First we mic’d up the drums with four SM58’s: 1 between hats and snare, 1 between the 2 rack toms, 1 on the floor tom, and 1 on the kick drum. The tom mic’s picked up the cymbals just fine. Even though a 58 on a kick drum is far from optimal (imagine the opposite of a clear, deep, thumping bass sound) – it’s all I had available! So we played out the song over again until we got a good continuous drum track. A single track with all the drums mixed to approximate levels. Not something to make a studio tech smile, but we were determined to the best we could.
Next we did bass, then 2 guitar tracks (for left and right panning), then keyboard tracks. After playing this song over for at least an hour, we moved on to 2 others. Same again with the single tracking. Shure 58’s all round.
Then when I got home, I imported all the separate wave files into Garage Band on my laptop. Why the choice of Garage Band and not ProTools or Cubase or the like? Because it’s FREE!!! And good.
Then later at night, I went back down to church to record vocals. I had a rough mix from the laptop in my headphones and laid some tracks down the same way, 58 to mixing desk, to Audacity. Funny to think Im recording vocals through the same mic I recorded the kick drum with earlier that day. Oh well.

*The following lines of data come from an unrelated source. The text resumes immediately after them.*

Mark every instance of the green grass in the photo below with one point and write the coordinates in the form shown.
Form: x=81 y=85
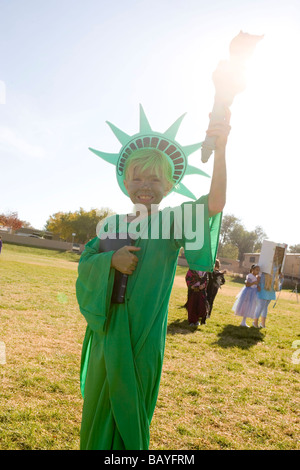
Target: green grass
x=222 y=387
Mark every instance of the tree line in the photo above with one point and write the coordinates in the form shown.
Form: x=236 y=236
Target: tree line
x=235 y=240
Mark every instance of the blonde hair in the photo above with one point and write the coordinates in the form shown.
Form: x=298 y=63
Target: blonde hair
x=146 y=158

Then over the next few weeks, as I made pockets of time available, I was able to use as much processing trickery I knew how to extract as much sonic goodness as possible within Garage Band. Some techniques I used:
- Duplicated the drum tracks 3 times to equalise and compress separately for cymbals, toms & snare, and kick drum. I used heaps of hard compression on the cymbals to get the sound I was after. Especially to make the ride shine and the china fit in better.
- Panned the drum tracks slightly off centre, except for the kick track.
- Panned one guitar track roughly 80% to the left, and the other 80% to the right. Classic and good.
- Keyboards were great the way they were. Maybe just some compression.
- Added compression and overdrive to the bass track. Deeper and dirtier sound.
- Delay, overdrive, early and moderately hard compression for vocals.
One thing I will point out is that the instruments we used are all very nice- Gibson Les Paul Custom through Laney VH100R, Mapex Venus (Remo Pinstripes all over), Sabian and Zildjian A & K custom cymbals, Peavey Soundgear SR1200 bass, and some half-decent Yamaha keyboard. This really helped with maintaining some kind of quality in the tones.
So the point to this post is to encourage anyone who is feeling too broke or lacking in gear to record anything. Think about what you DO have and what your friends already have. What does the guy down the road have? Can you invite a friend of a friend around for a beer and see if they could lend or operate their gear for you?
Try not to let gear and money worries cloud your creative process. I always tell myself that I can record it again one day when Im rich and successful. It helps take off the pressure and get some music into reality. And please – learn something new and have some fun while doing it!!!